Shift In Whole Foods' Supplier Relationships Under Amazon Shouldn't Be A Surprise
Whole Foods’ “foragers” would scour their areas looking for and signing up brands that most times did not have the wherewithal to pay for promotional allowances or slotting fees. Whole Foods took these brands under their wing and waived the costs. That’s changing.
Some Whole Foods suppliers are pointing the finger at Amazon for changes that are threatening their products on the chain’s shelves. But let’s remember that Whole Foods' operations and profits were broken long before Amazon came into the picture.
Few doubt that Amazon’s food strategies at Whole Foods will be successful; in fact, most food retailers are scrambling to compete with Amazon Whole Foods. From a consumer standpoint, the chain is on target as it rolls out its Amazon Prime delivery, Amazon lockers and new offerings like fresh meal kits. The challenge that faces Amazon is how to run the business side of Whole Foods.
Whole Foods has always worked closely with small and local food brands to nurture them and make them successful – to the brands’ benefit and often to Whole Foods’ disadvantage. Whole Foods’ “foragers” were buyers who would scour their areas looking for and signing up unique brands that most times did not have the wherewithal to pay for promotional allowances or slotting fees. Whole Foods took these brands under their wing and waived the costs, unlike most other large chains.
Amazon was able to purchase Whole Foods because it was “broken” — let’s not forget that — and now Amazon is building best practices to solve those problems, and its suppliers are complaining.
Two significant communications were sent in the past weeks from Whole Foods to the brand community. The first was that it would not be attending Expo West, the largest “natural products” trade show in the country. In the past, this was the home turf for Whole Foods buyers, and Whole Foods brought more associates than any other food chain to taste, buy, mingle and build relationships.
Jeffries’ Industry Note, released earlier today, discussed Expo West from the first-hand perspective of Christopher Mandeville, Jefferies senior analyst covering the food and convenience retail/distribution sector, and noted:
Confounded by their [Whole Foods] lack of attendance, we spoke to a wide array of vendors only to learn that WFM sent a letter out to the CPG community several wks. ago stating that it would not be present as the company has chosen to freeze all merchandising plans for the next several quarters (no changes to planograms) as it seeks to rework/refine its new centralized buying program.
We believe such a decision poses a great risk to the grocer's reputation as a retailer that partners w/ and grows small, innovative brands, and in turn, this could negatively affect how shoppers view WFM as a narrow brand assortment might detract from the overall experience.
The other communication from Whole Foods was to announce a meeting on March 19 with many of its most important brands where the chain will discuss their relationship and presumably address concerns of the vendors. There have been glitches in Whole Foods' Order-to-Shelf inventory management system, which was initiated before Amazon took over and has resulted in out-of-stocks (a retailer’s worst nightmare). In addition, there is the shift from local to national buying, which was also in place before Amazon, and a new merchandising fee that would be paid to the chain to ensure the brands' products would receive proper attention, with rotating stock and better display in the store and on the shelf.
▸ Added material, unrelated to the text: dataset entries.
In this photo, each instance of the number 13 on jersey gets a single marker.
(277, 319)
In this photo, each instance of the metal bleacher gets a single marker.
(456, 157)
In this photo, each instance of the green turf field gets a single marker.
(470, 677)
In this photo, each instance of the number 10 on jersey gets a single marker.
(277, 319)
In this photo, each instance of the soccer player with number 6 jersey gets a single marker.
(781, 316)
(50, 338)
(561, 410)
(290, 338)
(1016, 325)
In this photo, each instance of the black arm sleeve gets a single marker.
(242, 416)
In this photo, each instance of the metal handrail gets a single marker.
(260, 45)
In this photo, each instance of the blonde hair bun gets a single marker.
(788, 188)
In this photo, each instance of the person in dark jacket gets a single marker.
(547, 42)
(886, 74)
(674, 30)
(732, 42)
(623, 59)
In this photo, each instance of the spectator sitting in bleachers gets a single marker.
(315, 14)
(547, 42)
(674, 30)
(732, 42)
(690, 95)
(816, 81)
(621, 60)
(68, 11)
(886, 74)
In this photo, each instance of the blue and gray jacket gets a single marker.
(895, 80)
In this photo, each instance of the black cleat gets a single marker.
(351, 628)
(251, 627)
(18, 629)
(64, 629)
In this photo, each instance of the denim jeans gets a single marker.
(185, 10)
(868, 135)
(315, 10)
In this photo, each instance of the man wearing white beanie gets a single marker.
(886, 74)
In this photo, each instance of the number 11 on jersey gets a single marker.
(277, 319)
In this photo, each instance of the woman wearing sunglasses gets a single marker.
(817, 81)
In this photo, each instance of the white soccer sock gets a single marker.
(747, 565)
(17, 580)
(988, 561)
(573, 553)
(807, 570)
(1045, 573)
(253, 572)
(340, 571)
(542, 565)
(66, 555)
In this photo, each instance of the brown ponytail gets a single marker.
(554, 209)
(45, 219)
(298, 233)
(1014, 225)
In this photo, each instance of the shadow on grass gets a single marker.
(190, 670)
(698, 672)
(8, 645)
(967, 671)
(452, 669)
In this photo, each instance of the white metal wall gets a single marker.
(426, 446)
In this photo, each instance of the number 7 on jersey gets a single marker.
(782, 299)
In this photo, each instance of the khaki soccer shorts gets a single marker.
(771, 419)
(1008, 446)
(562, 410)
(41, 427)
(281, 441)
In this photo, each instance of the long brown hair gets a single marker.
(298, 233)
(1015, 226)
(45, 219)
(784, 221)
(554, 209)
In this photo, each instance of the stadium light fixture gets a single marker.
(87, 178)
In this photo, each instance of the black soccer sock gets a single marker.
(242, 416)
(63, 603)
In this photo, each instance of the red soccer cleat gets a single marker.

Typically, this is a service executed by food brokers; some are small, and some, like Acosta, are national, with 100-plus offices and over 30,000 employees. (Disclosure: My dad was a food broker when I was growing up, and I did that type of work in many stores for the brands he sold in the New York/New Jersey area.) The groups most likely to be hurt by this merchandising fee move are the brokers. Brands have a choice to pay both the broker's fee and the Whole Foods fee (thereby increasing their costs dramatically), or reduce the broker's commission and pay the Whole Foods fee, or eliminate the broker entirely on sales to Whole Foods and work directly with the chain.
Amazon is a data monger for sure, and what this move allows it to do, aside from helping the brands' merchandising efforts and conceivably adding to their bottom line, is protect the sales and merchandising data in its stores and keep it out of the hands of others, which is critical as retailers including Walmart, Aldi and Kroger go after Whole Foods’ customers.
Aldi has mailed out a $5 coupon promoting its fresh and healthy foods, and Walmart has opened Shannon Allen’s Grown – the first all-organic fast-food restaurant in its Orlando store.
So what will happen to these smaller brands that have relied on Whole Foods for their existence and may not be able to afford the new merchandising fee or other changes that Amazon may bring? Obviously, they are scrambling to build their business with other retailers. Some are exploring direct-to-consumer platforms or e-commerce through Alibaba or Jet.com.
The unique opportunity, however, may be in the most intriguing food delivery startups. Good Eggs and Thrive in San Francisco and Milk & Eggs in Los Angeles are just a few of the startups that offer a very different service than that of, say, Instacart or Shipt – they curate their offerings. They are not looking to offer tens of thousands of products but rather to carefully select brands to build a relationship with and grow together. Oftentimes these brands are not found in stores or other deliver services and on their ordering platforms tell the story about the company, the brand and the people behind it — much like Whole Foods did so long ago.